Cuando el veintitrés de mayo de 1909 la ciudad se engalanó para recibir a Alfonso XIII, que venía a inaugurar la Exposición, Francisco pudo ver al rey desde uno de los huecos que el jefe de obras del Palacio de la Exposición, el edificio principal, le dejó en la zona de trabajadores. Y durante los meses que duró la Exposición, inventos como el cine o el fonógrafo dejaron boquiabierto a aquel chico que seguía corriendo por las calles con mensajes de un pabellón a otro.
Aquella etapa regaló a todos los visitantes y expositores la impresión de una Valencia cosmopolita, abierta al mundo y ubicada en un lugar privilegiado del Mediterráneo. Multitud de empresas se crearon o abrieron una sucursal en Valencia y a Francisco no le faltó trabajo los años siguientes, sintiendo siempre la espinita de no poder estudiar Medicina.
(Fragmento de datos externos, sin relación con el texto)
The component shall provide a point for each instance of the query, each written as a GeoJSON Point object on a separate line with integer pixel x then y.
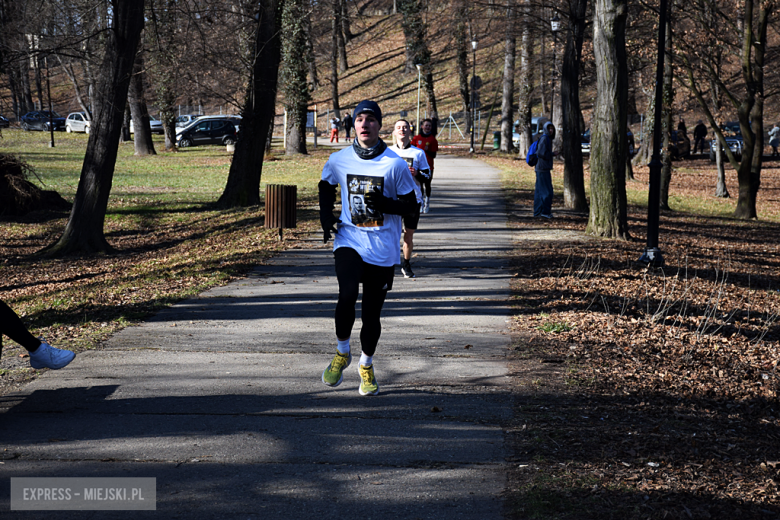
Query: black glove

En la calle Guillem de Castro se ubicaba el Hospital General, donde los futuros médicos estudiaban y hacían sus prácticas, y tenía Francisco la costumbre de sentarse en uno de los bancos, a última hora de la tarde, para ver salir a los estudiantes. Nunca sería uno de ellos, pero estar cerca de aquellos jóvenes le hacía sentir la proximidad de lo que realmente hubiera deseado ser.
Cuando cumplió dieciséis años era aprendiz en una fábrica de tejas y le decían que, si seguía así, pronto sería un trabajador de pleno derecho. A las seis de la mañana salía de casa, con un par de bocadillos envueltos en papel de periódico, para recorrer el camino hasta las inmediaciones del puerto, donde se encontraba la fábrica. Todas esas compañías que se habían creado o instalado en Valencia a partir de la Exposición de 1909, lo habían hecho en los terrenos cercanos al puerto donde, además de ser una zona alejada de casas y edificios de viviendas, estaban muy cerca tanto de los muelles como de las oficinas de fletes marítimos que se dedicaban a exportar sus productos.
Francisco trabajaba preparando las expediciones de los pedidos de tejas que los intermediarios conseguían colocar en otros países. En su calidad de aprendiz tenía que revisar la relación de modelos y unidades que contenía el pedido, hacer inventario del almacén y reportar al encargado si había que producir de urgencia algunos de los modelos de tejas que sus clientes necesitaran.